Zu den ersten Werken überhaupt, die ich im Stil der Pixel-Paraphrasen umsetzte, gehört das Bild meines Freundes Wolfgang Ullrich aus dem Jahr 2016 nach einem Porträtfoto. Die Vorlage habe ich digital erstellt und vom Display meines Smartphones abgemalt. Die Strenge der im Foto angelegten Komposition wird durch die Rasterung verstärkt, gleichzeitig löst sich der Figur-Grund-Kontrast weitgehend auf. Das Bild gehört dadurch bis heute nicht nur zu meinen persönlichen Favoriten, es führte auch zu weiteren Paraphrasen der Vorlage.

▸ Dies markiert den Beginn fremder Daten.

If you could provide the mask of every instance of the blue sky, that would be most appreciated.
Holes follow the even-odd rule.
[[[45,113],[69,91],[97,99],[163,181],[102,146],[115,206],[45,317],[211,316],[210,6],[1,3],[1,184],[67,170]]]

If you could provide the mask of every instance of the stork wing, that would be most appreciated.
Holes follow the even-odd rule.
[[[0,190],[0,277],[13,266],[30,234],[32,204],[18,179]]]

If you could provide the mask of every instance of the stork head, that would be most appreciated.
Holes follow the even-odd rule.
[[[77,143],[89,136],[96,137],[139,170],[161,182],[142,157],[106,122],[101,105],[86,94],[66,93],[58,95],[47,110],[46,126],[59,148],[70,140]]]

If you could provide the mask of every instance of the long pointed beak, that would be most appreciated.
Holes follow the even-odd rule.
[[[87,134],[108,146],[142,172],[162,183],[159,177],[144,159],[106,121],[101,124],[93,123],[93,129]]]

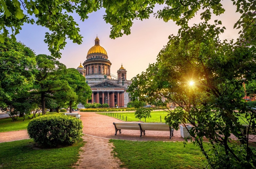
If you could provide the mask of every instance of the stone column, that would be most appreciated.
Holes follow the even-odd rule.
[[[117,92],[117,106],[119,107],[120,107],[119,104],[119,92]]]
[[[110,105],[109,104],[110,102],[109,102],[109,92],[107,92],[107,99],[108,99],[107,100],[107,104],[108,104],[108,105],[109,106],[109,107],[110,107]]]
[[[115,107],[115,92],[113,91],[112,93],[112,107]]]
[[[102,104],[104,104],[104,92],[102,92]]]
[[[122,107],[122,105],[123,105],[123,103],[122,102],[122,101],[123,101],[123,99],[122,98],[122,97],[123,96],[123,95],[122,95],[122,92],[120,92],[120,107]]]
[[[123,104],[122,105],[122,107],[125,107],[125,92],[123,92],[123,93],[122,94],[122,95],[123,95],[122,97],[122,98],[123,100],[122,101],[122,104]]]
[[[96,97],[97,99],[97,101],[96,101],[96,102],[97,103],[100,103],[100,97],[99,96],[99,93],[100,93],[100,92],[99,91],[97,92],[97,97]]]

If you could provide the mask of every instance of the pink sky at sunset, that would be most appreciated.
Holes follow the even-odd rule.
[[[231,1],[225,0],[222,3],[226,12],[220,16],[213,16],[212,23],[214,20],[221,20],[223,26],[227,29],[221,35],[221,40],[235,39],[238,31],[233,29],[233,27],[240,15],[235,13],[236,7]],[[162,8],[158,6],[154,11]],[[61,51],[62,54],[59,61],[67,68],[76,68],[80,61],[82,63],[85,60],[88,50],[94,45],[97,34],[100,45],[107,51],[108,59],[112,63],[111,73],[116,75],[117,71],[122,63],[127,71],[127,79],[130,80],[144,71],[149,63],[155,62],[159,52],[168,42],[169,36],[176,35],[179,28],[172,21],[165,22],[152,15],[149,19],[134,20],[130,35],[113,39],[109,37],[111,26],[106,23],[103,19],[104,11],[105,9],[101,9],[90,14],[88,19],[83,22],[79,20],[77,15],[73,14],[79,25],[83,42],[79,45],[68,40],[64,50]],[[192,25],[200,21],[200,16],[196,16],[191,20],[190,24]],[[24,25],[16,38],[17,40],[34,50],[36,54],[50,55],[47,45],[44,42],[45,33],[47,32],[49,32],[47,29],[36,24]]]

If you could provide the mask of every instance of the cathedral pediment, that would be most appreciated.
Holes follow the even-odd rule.
[[[125,88],[123,86],[107,80],[92,84],[90,87],[91,88]]]

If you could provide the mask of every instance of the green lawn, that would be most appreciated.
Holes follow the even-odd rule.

Ausgehend vom ersten Bild habe ich bis 2018 drei weitere Varianten umgesetzt, um die Eigenschaften des gemalten Artefakts einer Vorlage auszuloten und die Wahrnehmung der artifiziellen Präsenz einer fotografierten Person in ein differenziertes ästhetisches Erlebnis zu transformieren.
Als Auftragsarbeit entstand 2017 das Porträt nach einem Foto, auf dem die Medienwissenschaftlerin vor einem hinter Glas gerahmten Foto steht, das den Reflex des Blitzlichtes zeigt. Von möglichen Varianten des Ausschnitts blieb am Ende das Porträt im Goldenen Schnitt, der durch den hellen Lichtreflex gebrochen wird.
Da ich die Vorlage auf einem Tablet hatte und die Arbeit sowohl in natürlichem Tageslicht als auch mit einer Tageslichtlampe stattfand, führten die Unterschiede der Farbtemperaturen zu subtilen Differenzierungen in einzelnen Kästchenreihen, die bewusst unretuschiert blieben und den Charakter als gemaltes Artefakt hervorheben.
Als kritische Hommage an den „Denker vom Dienst“ ist dieses Porträt aus dem Jahr 2019 gedacht, das die in den Tonwerten reduzierte Version eines Negativs des Covers von Brocks Buch „Theoreme“ zeigt.
Es gibt nur wenige Theoretiker, die mich seit den 1980er Jahren so zum Nachdenken brachten wie Bazon Brock, aber garantiert niemanden, dessen Thesen und Auffassungen ich mit einem größerem Spektrum aus Zustimmung, Kritik und Ablehnung begegnete.